Let $R(q)$ be the Rogers-Ramanujan continued fraction $$ R(q):=\frac{q^{1/5}}{1+}\frac{q^1}{1+}\frac{q^2}{1+}\frac{q^3}{1+}\ldots,|q|<1 $$ Let also for $r>0$ $$ Y=Y(r):=R(e^{-2\pi\sqrt{r}})^{-5}-11-R(e^{-2\pi\sqrt{r}})^5 $$ It is easy to show someone that $$ Y\left(\frac{r}{5}\right)Y\left(\frac{1}{5r}\right)=125, : (1) $$ for all $r>0$. Hence for $r=1$ $$ Y\left(\frac{1}{5}\right)=\sqrt{125}=5\sqrt{5} $$ hence $$ R\left(e^{-2\pi/\sqrt{5}}\right)=\sqrt[5]{\frac{2}{11+5\sqrt{5}+\sqrt{250+110\sqrt{5}}}} $$ Using the modular relation $$ R\left(e^{-2\pi\sqrt{1/r}}\right)=\frac{-(1+\sqrt{5})R\left(e^{-2\pi\sqrt{r}}\right)+2}{2R\left(e^{-2\pi\sqrt{r}}\right)+1+\sqrt{5}} : (2) $$ we easily get the result.

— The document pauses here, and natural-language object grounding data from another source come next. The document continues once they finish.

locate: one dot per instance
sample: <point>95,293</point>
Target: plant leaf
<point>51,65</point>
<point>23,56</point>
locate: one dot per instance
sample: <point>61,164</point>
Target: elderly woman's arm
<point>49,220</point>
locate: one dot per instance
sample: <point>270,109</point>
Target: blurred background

Proof of (1): The fifth degree modular equation of $R(q)$ is $$ R\left(q^{1/5}\right)^5=R(q)\frac{1-2R(q)+4R(q)^2-3R(q)^3+R(q)^4}{1+3R(q)+4R(q)^2+2R(q)^3+R(q)^4} $$ Also it holds (2), with $v_r=R\left(e^{-2\pi\sqrt{r}}\right)$, $r>0$ (see: W. Duke. 'Continued Fractions and Modular Functions'): $$ R\left(e^{-2\pi\sqrt{1/r}}\right)=v_{1/r}=\frac{-(1+\sqrt{5})v_r+2}{2v_r+1+\sqrt{5}} $$ A routine algebraic evaluation can show us that $$ \left(v_{r/25}^{-5}-11-v_{r/25}^5\right)\left(v_{1/r}^{-5}-11-v_{1/r}^{5}\right)=\ldots=125 $$ Hence the proof is complete.